When injury is shown, and some acts of omitted duty are traced to the railroad’s employees, the railroad is not necessarily liable. If the omitted duty did not cause, or, in any way, contribute to the injury, its omission confers no right of recovery. Nor is it necessary that railroad employees shall attempt the impossible. If, without fault of such employees, a danger is not, and can not be discovered, until all appliances known to the best regulated railroad motive power are clearly powerless to avert, or mitigate the injury, then a failure to apply such useless agencies imposes no liability. And particularly would this be the case, if, by attempting the impossible, the chances of another or greater peril would be increased.—Code of 1876, §§ 1699, 1700 ; M. & C. R. R. Co. v. Bibb, 37 Ala. 699 ; Ala. Gt. So. R. R. Co. v. McAlpine, [ante. p. 113]; Steele v. Char., Col. & Aug. R. R. Co., 11 S. C. 589.

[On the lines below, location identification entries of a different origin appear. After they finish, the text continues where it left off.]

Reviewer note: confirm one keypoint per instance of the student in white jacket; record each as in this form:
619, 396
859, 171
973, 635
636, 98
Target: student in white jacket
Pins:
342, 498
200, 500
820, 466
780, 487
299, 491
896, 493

That part of the general charge which was copied from S. & N. R. R. Co. v. Williams, 65 Ala. 74, is not erroneous. It does not, and was not intended to mean, that the engineer shall keep his eye steadily on the track before him, to the neglect of his other equally imperative duties. The movements of the eye are quick and rapid. The engineer, while attending to the other wants of his train, must be constantly on the lookout for obstructions ; and he meets this requirement, when he bestows on the service that steady, regular care and watchfulness, which his other duties allow a very careful and prudent person to give to it. See this case when formerly here, 72 Ala. 20.
For the single error, the judgment of the circuit court is reversed, and the cause remanded.